Using dlply with pROC

https://stackoverflow.com/questions/11321490

19-06-2021
|

Question

I'm trying to apply the roc() function from the pROC package to specific variables from dataframe df, subset on df$site which consists of characters that look like "01", "02", "03". The function roc() returns a list, so I'm expecting my object roc_site to be a list which in turn contains a list of results for each site.

roc_site <- dlply(
  .data = df, 
  .variables = "site", 
  .fun = roc, 
  .progress = "text",
  response = df$Risk,
  predictor = df$Rating, 
  na.rm = TRUE, plot = TRUE)

This runs successfully, and roc_site is a list that consists of one list for each site, but the results for each site are identical; it hasn't split the dataframe apart.
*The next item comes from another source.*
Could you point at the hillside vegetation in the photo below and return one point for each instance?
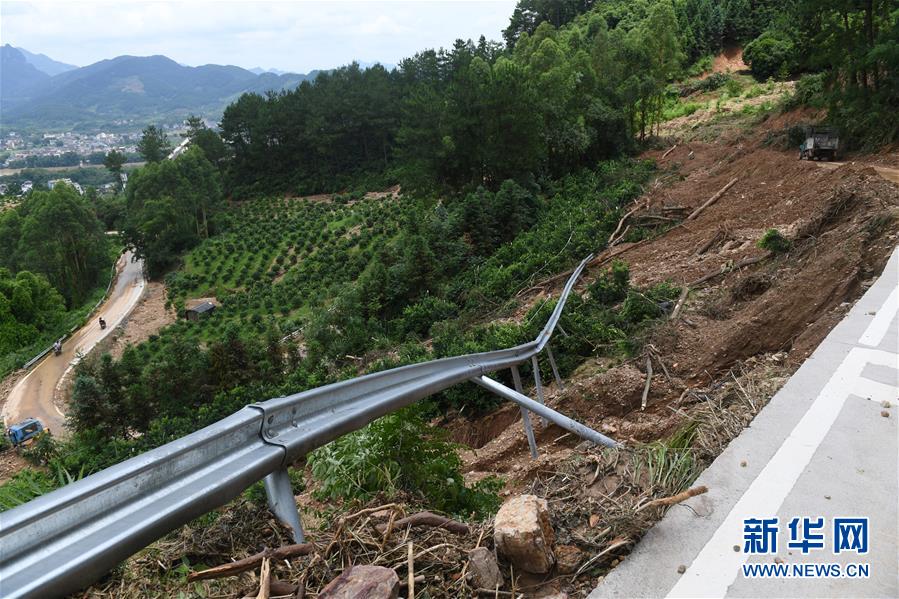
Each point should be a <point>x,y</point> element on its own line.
<point>513,162</point>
What am I missing?

Solution

The function that you pass to .fun in dlply needs to accept the entire chunk of the data frame as its (first) argument.

So in this case, what you really want is to write your own small function that will take your data frame and calculate what you want. e.g.

foo <- function(x){
    roc(x$Risk, x$Rating, na.rm = TRUE, plot = TRUE)
}

and then pass that function to .fun.

The reason you're getting the identical results is that for each chunk, dlply is calling roc on your chunk, but passing df$Risk and df$Rating each time, and those are the vectors for the entire data set.

Licensed under: CC-BY-SA with attribution

Not affiliated with StackOverflow